El viaje en avión fue tranquilo, a pesar de los malos comentarios que tuvimos por parte de mucha gente. Nos recibió allá una buena amiga del colegio que vive en esa ciudad desde hace muchos años, llegamos en la noche; así que, lo justo y necesario era tomar un café y descansar, puesto que al día siguiente nos esperaba una larga jornada.
El martes, temprano, nos fuimos a la DPC. Conocimos a un grupo de trabajo super interesante, aunque lo nuestro era trabajar ellos trataron siempre de hacernos de guías turísticos para que nos llevemos un grato recuerdo de la ciudad. En los ratos libres íbamos a conocer ciertos lugares míticos de Cuenca. Hermoso.
Cuenca estaba celebrando Corpus Christi para esa época, tenía en el centro unas pequeñas tienditas levantadas para la venta de los dulces de Corpus. Simplemente deliciosos.
En Turi, la vista de la ciudad es impresionante, hermosa y cálida.
Al día siguiente nos trasladamos a El Tambo. Un lugar cercano a los baños del Inca y donde la EFE tiene un circuito turístico hasta Coyoctor.
Al terminar nuestro recorrido allí, decidimos darnos una vuelta por El Cajas. Ese es el lugar más frío que conozco de Ecuador, qué bárbaro!!. Frío y Hermoso… hermoso. Se dice que por ahí se movilizó García Moreno; y, también se comenta que los caminantes, los senderistas deben rezar y dejar una piedra en un lugar específico en honor de las personas que allí fallecieron para que les sirva de protección.
Al día siguiente, luego de nuestro día de trabajo, nos escapamos hacia Ingapirca. Era la primera vez en mi vida que pisaba ese lugar y espero poder regresar algún momento. Hay muchos secretos ahí guardados y parece mentira todo lo que los guías te explican. El lugar es lindo. Ya para esto, se nos acabó el miércoles.

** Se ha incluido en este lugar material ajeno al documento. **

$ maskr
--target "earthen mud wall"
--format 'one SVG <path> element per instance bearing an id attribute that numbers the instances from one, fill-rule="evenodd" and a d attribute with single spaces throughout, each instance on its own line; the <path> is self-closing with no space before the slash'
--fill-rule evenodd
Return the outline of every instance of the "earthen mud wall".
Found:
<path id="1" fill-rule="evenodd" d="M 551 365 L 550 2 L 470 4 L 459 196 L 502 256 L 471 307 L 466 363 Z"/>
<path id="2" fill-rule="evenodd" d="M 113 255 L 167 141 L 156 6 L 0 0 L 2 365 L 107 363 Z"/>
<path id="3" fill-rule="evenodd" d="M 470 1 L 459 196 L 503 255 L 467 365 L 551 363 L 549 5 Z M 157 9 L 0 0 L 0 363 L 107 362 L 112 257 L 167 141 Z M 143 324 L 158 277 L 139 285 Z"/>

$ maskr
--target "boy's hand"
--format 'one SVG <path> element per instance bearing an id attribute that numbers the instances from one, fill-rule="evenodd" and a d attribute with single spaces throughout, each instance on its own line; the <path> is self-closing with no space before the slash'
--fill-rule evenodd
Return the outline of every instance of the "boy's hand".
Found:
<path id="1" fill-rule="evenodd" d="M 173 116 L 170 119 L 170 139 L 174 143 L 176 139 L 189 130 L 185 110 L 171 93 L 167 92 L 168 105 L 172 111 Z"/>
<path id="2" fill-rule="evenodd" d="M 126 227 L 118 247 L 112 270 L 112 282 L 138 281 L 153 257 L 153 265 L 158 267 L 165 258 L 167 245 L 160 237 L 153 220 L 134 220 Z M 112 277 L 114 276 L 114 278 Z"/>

Y vino el jueves… fue el día que más carga de trabajo tuvo, visitamos muchas escuelas, muchos colegios. Yo estaba cansada, pero muy contenta de estar ahí. De tratar con gente muy linda, muy agradable y amable. Al final del día la dueña de la casa en la que estábamos nos llevó a un bar, no podíamos irnos de Cuenca sin conocer su lado farrero y así, con maquillaje en la cara, el cabello suelto, estrenando zapatos nuevos nos fuimos a La Parola a ver un espectáculo en vivo muy agradable, a comer una picaditas muy ricas y a beber como nunca en la vida. Ese día, tuve una de esas borracheras memorables. ME MO RA BLE.
Y el viernes, con el alma en el piso, con la barriga destrozada, pidiendo perdón por el karma que llevaba, con un dolor de cabeza magistral, viendo como el mundo daba vueltas cual carrusel a 100 km x h y vomitando como nunca antes en mi vida, me vine a Quito. Un vuelo F A T A L.
De todo lo hermoso que pasé lo único feo fue esa farra. Prometo no volver a medirme con un cuencano a la hora de ingerir alcohol.